Uh. Yes.  A reader who I deeply admire and respect read that post.  She said she liked it, but she didn’t agree with it.  She said that ‘men want to fuck a woman who wears red lipstick, but they don’t want to do the school run with her.’ I may not agree in full, but I do see her point – a point that brings us back to yellow.

Yellow is not only optimistic, it’s gentle – it espouses no political affiliations, claims to colour no US states and is a sartorial non-participant in the battle of the sexes.  I wonder if men see yellow and subconsciously fast-forward to dinner in the garden, a hand-delivered gin and tonic and a life of ease.  The girl you bring home to mum and dad wears yellow.
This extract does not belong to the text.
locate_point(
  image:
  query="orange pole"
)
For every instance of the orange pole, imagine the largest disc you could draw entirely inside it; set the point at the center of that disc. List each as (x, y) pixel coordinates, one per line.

So does that beautiful bride. So it ends in the school run, but not in baggy elastic waisted things.  I reckon that yellow has yummy mummy potential.

In saying all this, yellow turns out to be a surprisingly complex character.  Psychologists say that while it reminds us of all things bright and cheery, it also fatigues the eye and makes us feel tense.

Ain’t that just a clever little allegory for men and women?  Men want their women to be happy, attention-getting and easier on the eye and yet that slight sense of unease underlies what appear to be the most enduring relationships. Is it that complexity trumps simplicity after all?

Brad? Angie? Care to weigh-in?  You can borrow my red lipstick when you do.